Was ist die richtige Zeit für Value-Investments? Auch hier kann man einen Rückblick auf die oben schon erwähnte Zeit seit der Finanzkrise wagen. Diese war spiegelbildlich zur Growth-Strategie gerade keine besonders erfolgreiche Zeit für die Value-Strategie; aktiv anlegende Investoren bevorzugten die großen Wachstumsunternehmen wie Amazon, Google und Facebook, verschmähten aber die „langweiligen“ Coca-Colas. Mit der Zinswende und den erhöhten Inflationsraten, die starke Markenunternehmen eben einfach an die Kunden weitergeben können, scheint sich das zu ändern.

Growth-Strategie & Value-Strategie: (K)ein Widerspruch?

In einem seiner Bücher beschreibt der weiter oben erwähnte Peter Lynch, wie eine Gruppe abenteuerlich gekleideter Männer (sie trugen scheinbar Arbeitskleidung mit der großen Aufschrift „Waste Management“) in den Büros seiner Fondsgesellschaft aufschlugen, um nach einem Investoren zu suchen.

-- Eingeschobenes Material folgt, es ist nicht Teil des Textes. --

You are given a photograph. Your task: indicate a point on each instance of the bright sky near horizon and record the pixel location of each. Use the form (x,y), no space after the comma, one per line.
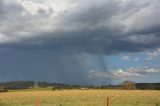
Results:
(80,42)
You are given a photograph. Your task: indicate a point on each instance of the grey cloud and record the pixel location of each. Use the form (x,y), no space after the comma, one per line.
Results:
(130,72)
(96,27)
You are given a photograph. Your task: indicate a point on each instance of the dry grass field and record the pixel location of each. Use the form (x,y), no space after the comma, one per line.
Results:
(81,98)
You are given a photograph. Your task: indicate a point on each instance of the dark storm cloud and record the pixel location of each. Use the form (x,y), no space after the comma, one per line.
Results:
(98,27)
(66,29)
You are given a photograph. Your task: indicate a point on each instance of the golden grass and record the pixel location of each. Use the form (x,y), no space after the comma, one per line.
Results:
(81,98)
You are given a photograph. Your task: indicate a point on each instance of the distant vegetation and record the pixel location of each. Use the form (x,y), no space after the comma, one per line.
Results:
(127,85)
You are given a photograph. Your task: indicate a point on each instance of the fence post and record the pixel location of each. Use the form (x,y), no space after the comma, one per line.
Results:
(108,101)
(37,101)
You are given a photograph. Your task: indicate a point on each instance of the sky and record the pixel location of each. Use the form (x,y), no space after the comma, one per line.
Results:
(81,42)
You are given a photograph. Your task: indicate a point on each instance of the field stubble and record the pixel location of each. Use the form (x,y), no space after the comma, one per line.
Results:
(81,98)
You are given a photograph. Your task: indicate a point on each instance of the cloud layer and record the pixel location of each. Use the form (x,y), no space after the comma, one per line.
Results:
(56,37)
(97,27)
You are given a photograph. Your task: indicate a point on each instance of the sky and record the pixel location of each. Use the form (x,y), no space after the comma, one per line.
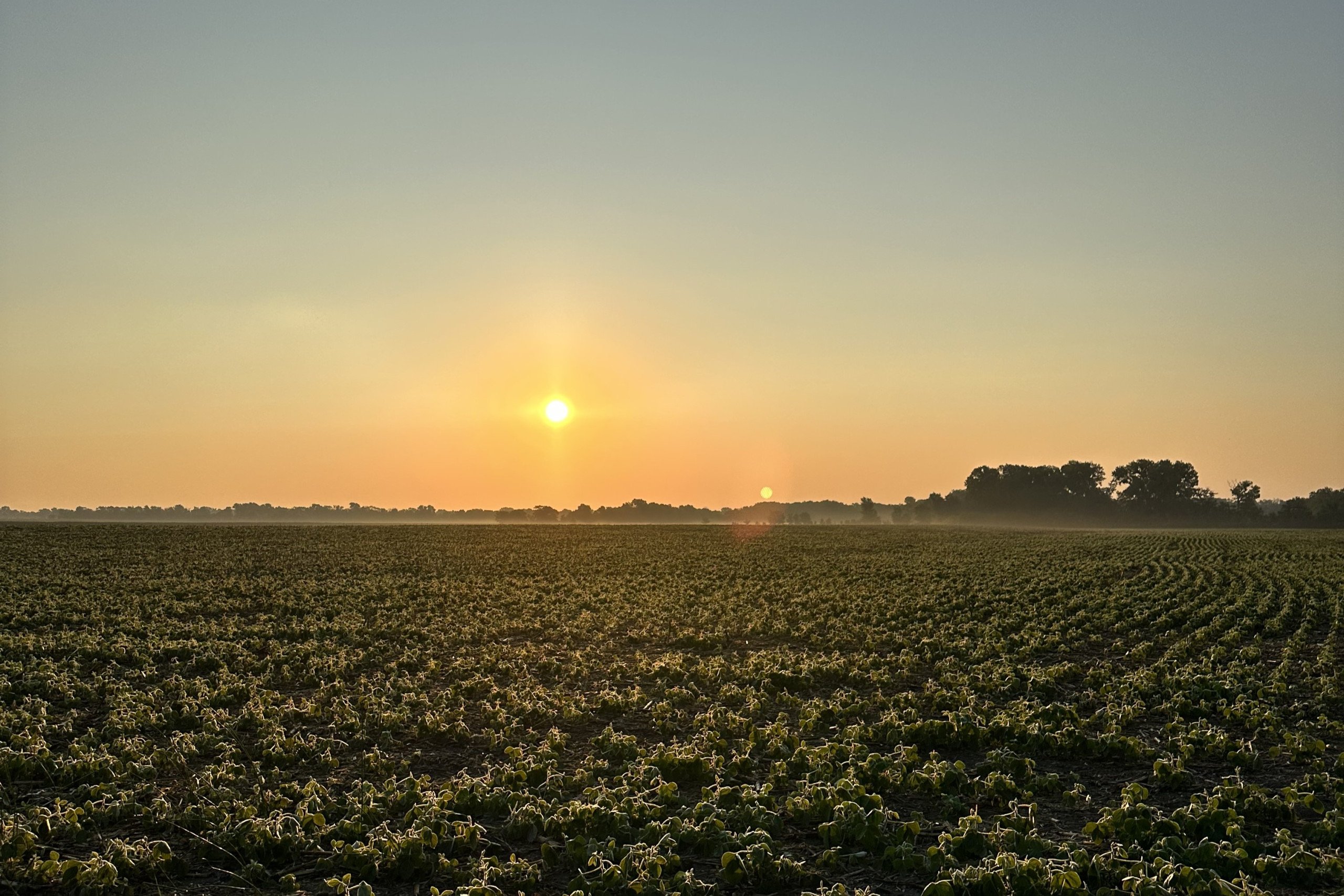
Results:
(327,251)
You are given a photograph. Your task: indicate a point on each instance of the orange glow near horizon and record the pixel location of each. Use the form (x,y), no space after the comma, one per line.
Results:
(953,238)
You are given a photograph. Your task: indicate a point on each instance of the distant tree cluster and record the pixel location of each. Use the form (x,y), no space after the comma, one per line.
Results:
(1141,492)
(1077,493)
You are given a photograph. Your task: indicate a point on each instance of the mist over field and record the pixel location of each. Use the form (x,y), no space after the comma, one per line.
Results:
(606,449)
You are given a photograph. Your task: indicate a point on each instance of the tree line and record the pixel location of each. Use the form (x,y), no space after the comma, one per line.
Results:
(1143,492)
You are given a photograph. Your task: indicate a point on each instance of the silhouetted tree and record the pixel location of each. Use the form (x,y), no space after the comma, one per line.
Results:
(1159,488)
(867,511)
(1246,499)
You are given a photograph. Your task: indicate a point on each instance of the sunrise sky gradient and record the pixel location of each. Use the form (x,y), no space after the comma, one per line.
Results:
(323,251)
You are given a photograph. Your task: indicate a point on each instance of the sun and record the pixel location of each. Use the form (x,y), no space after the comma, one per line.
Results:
(557,412)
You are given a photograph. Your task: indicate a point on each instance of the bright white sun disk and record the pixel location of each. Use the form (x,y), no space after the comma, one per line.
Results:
(557,412)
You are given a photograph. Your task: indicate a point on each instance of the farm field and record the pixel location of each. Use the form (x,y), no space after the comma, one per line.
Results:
(648,710)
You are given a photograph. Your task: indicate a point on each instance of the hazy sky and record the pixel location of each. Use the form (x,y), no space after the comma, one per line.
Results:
(323,251)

Die lustige Truppe entpuppte sich als der Vorstand eines Abfallbeseitigungsunternehmens, also dem Inbegriff einer unattraktiven, langweiligen Firma.

Nun ja, einer ziemlich profitablen und stabilen Firma mit einem ziemlich breiten und tiefen Burggraben. Waste Management entwickelte sich über viele Jahre hervorragend, weil die Dienstleistung – Abfallbeseitigung – in stetig wachsendem Umfang nachgefragt wurde, wohl bis auf weiteres nachgefragt wird und es nicht viele Konkurrenten gab, die die gleiche Dienstleistung anboten. Selbst im vergangenen Jahr (2022) betrug die Eigenkapitalrendite des Unternehmens über 30%.

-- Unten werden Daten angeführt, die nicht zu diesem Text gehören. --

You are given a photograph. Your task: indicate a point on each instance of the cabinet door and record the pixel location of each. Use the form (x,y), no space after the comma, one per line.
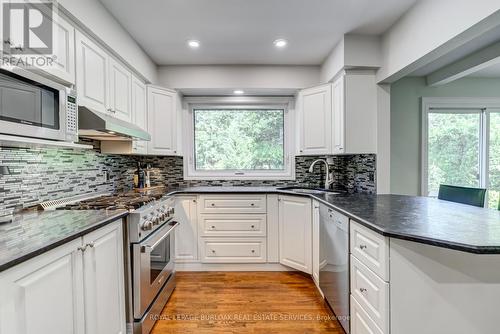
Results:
(103,274)
(91,74)
(139,113)
(120,89)
(162,121)
(315,242)
(338,116)
(186,234)
(315,120)
(295,232)
(44,295)
(63,65)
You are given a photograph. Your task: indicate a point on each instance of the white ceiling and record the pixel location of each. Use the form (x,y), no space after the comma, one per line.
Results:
(492,71)
(242,31)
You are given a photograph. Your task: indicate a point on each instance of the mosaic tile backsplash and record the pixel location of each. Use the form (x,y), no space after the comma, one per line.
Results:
(42,174)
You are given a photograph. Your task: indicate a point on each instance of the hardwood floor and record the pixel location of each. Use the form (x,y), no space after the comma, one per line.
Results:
(245,302)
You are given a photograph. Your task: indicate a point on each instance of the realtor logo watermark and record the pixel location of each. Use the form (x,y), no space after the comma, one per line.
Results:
(28,34)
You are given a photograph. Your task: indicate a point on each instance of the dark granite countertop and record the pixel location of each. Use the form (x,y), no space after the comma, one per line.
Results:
(420,219)
(35,232)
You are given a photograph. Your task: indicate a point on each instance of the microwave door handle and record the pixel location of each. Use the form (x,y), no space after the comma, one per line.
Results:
(149,248)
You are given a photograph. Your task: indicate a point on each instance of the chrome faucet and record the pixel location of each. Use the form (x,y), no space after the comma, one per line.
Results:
(328,176)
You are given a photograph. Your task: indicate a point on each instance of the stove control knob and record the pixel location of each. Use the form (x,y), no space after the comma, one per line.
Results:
(148,225)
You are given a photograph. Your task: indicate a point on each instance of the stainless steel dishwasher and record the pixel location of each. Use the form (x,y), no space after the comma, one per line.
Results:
(334,262)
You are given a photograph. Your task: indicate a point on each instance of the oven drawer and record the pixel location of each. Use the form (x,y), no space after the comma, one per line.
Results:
(371,292)
(233,203)
(371,248)
(233,250)
(245,225)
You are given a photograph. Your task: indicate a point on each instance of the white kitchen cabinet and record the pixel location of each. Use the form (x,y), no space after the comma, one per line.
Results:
(62,67)
(295,232)
(104,285)
(92,71)
(354,101)
(72,289)
(162,120)
(315,242)
(45,294)
(120,90)
(186,234)
(315,119)
(139,113)
(338,118)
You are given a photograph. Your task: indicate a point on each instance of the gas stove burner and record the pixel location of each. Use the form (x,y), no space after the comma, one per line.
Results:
(128,201)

Growth- und Value-Strategien müssen deshalb kein Widerspruch sein. Buffetts größte Einzelposition, Apple, erfüllt zweifellos alle Anforderungen an eine Value-Aktie: starkes Geschäftsmodell, breiter Burggraben, Top-Management und gesicherte Absatzmärkte. Gleichzeitig wächst das Unternehmen aber auch, steigert seine Marktanteile und ist jederzeit für eine revolutionäre Innovation gut, die gänzlich neue Absatzmärkte erst erschafft. Buffetts Augen für den Wert des Wachstums wurden seinen Biographen zufolge erst im Laufe seiner Karriere durch seinen kongenialen Partner Charlie Munger geöffnet.

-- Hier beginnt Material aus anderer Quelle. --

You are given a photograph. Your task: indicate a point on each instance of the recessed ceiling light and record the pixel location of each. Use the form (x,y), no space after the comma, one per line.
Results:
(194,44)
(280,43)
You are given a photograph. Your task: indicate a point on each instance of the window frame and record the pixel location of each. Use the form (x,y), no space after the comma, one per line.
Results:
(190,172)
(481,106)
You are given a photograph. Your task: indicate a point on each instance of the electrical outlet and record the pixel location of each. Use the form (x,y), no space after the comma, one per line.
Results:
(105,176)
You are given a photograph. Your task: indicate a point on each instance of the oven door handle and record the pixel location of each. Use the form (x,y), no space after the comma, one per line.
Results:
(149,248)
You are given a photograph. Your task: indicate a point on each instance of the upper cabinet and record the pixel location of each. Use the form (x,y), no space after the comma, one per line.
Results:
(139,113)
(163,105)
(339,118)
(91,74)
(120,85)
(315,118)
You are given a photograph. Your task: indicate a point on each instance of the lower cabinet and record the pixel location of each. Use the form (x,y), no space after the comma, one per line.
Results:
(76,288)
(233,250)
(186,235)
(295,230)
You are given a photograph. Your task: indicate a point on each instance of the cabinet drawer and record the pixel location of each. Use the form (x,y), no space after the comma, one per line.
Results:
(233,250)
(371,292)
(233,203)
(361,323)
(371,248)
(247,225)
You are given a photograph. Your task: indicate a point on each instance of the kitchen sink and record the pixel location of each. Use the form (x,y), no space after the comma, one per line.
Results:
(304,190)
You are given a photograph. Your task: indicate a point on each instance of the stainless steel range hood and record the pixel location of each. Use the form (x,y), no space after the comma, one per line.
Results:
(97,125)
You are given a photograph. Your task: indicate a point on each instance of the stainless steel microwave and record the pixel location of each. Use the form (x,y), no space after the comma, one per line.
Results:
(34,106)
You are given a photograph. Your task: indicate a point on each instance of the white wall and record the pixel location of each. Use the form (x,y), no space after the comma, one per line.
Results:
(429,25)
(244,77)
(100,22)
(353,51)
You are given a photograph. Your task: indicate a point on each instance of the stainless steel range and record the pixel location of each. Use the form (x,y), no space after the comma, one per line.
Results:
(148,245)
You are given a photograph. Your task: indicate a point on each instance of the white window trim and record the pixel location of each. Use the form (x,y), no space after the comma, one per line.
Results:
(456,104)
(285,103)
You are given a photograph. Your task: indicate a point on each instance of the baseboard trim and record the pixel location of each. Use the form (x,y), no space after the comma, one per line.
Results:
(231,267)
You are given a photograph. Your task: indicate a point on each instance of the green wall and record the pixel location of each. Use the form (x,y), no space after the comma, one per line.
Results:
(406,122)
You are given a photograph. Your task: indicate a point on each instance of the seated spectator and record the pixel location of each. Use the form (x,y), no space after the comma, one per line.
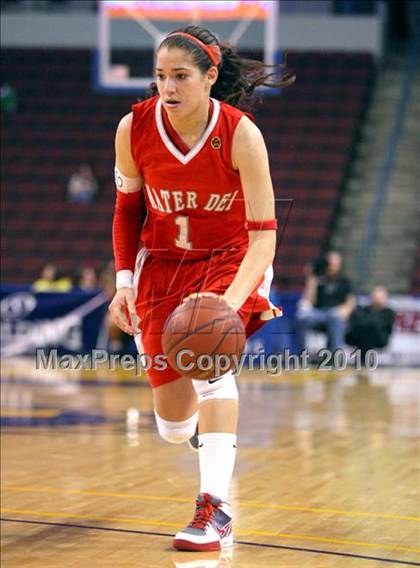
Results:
(82,186)
(51,280)
(370,327)
(326,304)
(87,279)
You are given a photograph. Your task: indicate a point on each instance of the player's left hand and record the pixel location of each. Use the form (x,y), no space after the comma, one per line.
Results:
(208,295)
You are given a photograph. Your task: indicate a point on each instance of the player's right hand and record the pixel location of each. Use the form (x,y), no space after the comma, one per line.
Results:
(123,311)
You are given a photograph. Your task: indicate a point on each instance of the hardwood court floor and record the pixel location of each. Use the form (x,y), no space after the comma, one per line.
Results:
(327,473)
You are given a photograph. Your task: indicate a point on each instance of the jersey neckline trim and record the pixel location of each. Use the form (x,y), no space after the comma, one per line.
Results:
(185,158)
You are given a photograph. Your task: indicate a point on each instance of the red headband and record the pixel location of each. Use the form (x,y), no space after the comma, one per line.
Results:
(213,51)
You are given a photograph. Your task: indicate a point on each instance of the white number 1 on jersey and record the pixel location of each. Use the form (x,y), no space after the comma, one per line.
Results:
(184,232)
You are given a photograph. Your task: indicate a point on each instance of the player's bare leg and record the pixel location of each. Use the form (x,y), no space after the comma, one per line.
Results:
(211,526)
(176,410)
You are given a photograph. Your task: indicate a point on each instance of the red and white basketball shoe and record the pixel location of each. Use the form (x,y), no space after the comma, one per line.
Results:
(211,527)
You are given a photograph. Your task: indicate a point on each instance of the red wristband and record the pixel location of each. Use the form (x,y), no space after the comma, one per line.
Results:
(270,225)
(129,215)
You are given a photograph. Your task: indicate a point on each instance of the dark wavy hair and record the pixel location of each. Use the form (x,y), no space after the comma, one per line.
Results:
(238,77)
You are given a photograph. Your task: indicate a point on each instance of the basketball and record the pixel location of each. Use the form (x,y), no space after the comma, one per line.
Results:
(202,336)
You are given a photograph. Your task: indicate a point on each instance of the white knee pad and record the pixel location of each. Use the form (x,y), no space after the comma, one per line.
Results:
(217,388)
(176,432)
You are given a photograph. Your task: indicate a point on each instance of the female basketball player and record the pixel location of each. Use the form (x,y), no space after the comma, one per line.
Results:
(199,167)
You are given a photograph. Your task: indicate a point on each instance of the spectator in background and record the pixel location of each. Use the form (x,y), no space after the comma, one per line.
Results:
(370,326)
(82,186)
(326,304)
(51,280)
(87,279)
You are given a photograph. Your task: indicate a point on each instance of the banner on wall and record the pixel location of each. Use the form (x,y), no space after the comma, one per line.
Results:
(73,323)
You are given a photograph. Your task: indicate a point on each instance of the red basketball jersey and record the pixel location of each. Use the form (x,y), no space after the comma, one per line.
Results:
(195,203)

Fazit: Growth- und Value-Investoren (oder gänzlich andere „Fundis“, also Anhänger der Fundamentalanalyse) treffen ihre Kauf- oder Verkaufsentscheidungen auf der Grundlage von Unternehmenskennzahlen. Beide Denkschulen haben sehr erfolgreiche Investoren hervorgebracht, denen zumindest ein weiteres gemein ist: Sie sind eher langfristig orientierte Anleger.